Não havia divulgação, sequer um tijolinho no jornal. Aquilo ficava às moscas e, de vez em quando, apareciam uns gatos pingados ou uns amigos que os músicos chamavam. Foi assim que ela apareceu: era amiga da mãe de um amigo do baixista. Bem branquinha, cabelo curtinho, estava sempre com um cheiro doce de canela.
Reparei logo no primeiro show. Mais umas duas semanas e cheguei junto. Não me lembro se foi antes ou depois do show, mas gostei muito de seu beijo. Na semana seguinte, resolvemos esticar a noite na casa da amiga do baixista, que era louca pelo baterista.

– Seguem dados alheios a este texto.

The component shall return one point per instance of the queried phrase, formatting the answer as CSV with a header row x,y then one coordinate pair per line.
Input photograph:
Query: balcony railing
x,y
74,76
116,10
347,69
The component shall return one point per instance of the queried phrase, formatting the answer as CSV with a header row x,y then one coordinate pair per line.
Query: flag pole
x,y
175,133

Fomos para o sofá e quando tive coragem para pôr minha mão sob sua saia, reparei que estava sem calcinha. Fiquei louco! Queria transar ali de qualquer jeito. Ela gemia de tesão enquanto eu a masturbava e pensava em como levar aquilo adiante.
Não deu. A noite já havia ido e de manhã deixei-a em sua casa. Era só uma questão de oportunidade. Em outro show, mais perto da minha casa, passamos todo o tempo livre nos beijando. Ali, não havia jogo: eu precisava levar o teclado para casa e ela não podia perder a carona.

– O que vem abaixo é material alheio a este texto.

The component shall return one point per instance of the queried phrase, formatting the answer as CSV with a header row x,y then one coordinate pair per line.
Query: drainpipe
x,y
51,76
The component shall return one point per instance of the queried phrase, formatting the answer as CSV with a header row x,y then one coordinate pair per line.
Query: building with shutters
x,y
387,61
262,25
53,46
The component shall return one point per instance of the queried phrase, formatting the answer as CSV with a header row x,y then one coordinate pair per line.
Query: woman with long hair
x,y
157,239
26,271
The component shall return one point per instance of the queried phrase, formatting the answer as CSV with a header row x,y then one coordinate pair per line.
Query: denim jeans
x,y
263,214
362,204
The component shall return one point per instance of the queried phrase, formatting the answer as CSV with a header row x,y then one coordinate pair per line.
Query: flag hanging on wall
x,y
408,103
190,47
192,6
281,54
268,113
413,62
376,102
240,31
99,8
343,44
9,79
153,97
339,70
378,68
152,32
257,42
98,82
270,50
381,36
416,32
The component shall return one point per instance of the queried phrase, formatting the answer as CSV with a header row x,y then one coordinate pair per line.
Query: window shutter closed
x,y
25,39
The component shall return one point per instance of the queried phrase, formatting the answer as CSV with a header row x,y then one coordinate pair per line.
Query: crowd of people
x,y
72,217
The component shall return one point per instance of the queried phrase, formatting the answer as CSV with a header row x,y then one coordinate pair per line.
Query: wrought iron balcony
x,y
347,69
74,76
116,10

Liguei no dia seguinte: nos encontraríamos na Barra, num quiosque. Era quase um meio-termo entre nossas casas. Sentamos, pedi uma cerveja e ela, uma coca. Foi então que percebi o quanto aquilo tudo ia dar errado.
Cada vez que eu tentava engrenar uma conversa, ela respondia com um monossílabo e num tom que demandava esforço para ser entendido. Quando ela respondia mais longamente, não finalizava com uma pergunta para dar prosseguimento à conversa. Até que...
- (...)
- (...)
- Vamos embora daqui?
- Vamos. No seu carro ou no meu?
Levei-a para um motel ali perto. Mas a essa altura, o tesão já tinha se esvaído dentre aqueles silêncios desconfortáveis. Lá, tirei sua roupa e não me ative muito nas preliminares. Não foi lá essas coisas, mas ela parecia satisfeita, talvez não fosse muito exigente. Fomos para a banheira.
Novamente o silêncio. Mas depois, até que ele não é tão ruim. Nos encostamos, depois nos tocamos e só então comecei a ficar com tesão. A frustração intelectual estava passando e a coisa começou a esquentar de novo. Fomos novamente para a cama e consegui mostrá-la do que eu era capaz. Mas, pelo visto, foi só para satisfazer o meu ego, já que aquilo não seria capaz de evoluir.
Nos dias seguintes, evitei falar com ela. Atendi o telefone poucas vezes, não tinha a menor vontade de vê-la. Ela apareceu no meu show e eu decidi tornar a situação o menos desagradável possível. Sentamo-nos e conversamos. Disse-lhe que fiquei sem graça de ligar porque não queria levar adiante, ela se conformou.
Pouco tempo depois transou com o vocalista. E depois com o amigo dele. E percebi que eu não tinha muito mérito de ter transado com ela. Sua carência era tal que a tornava descartável.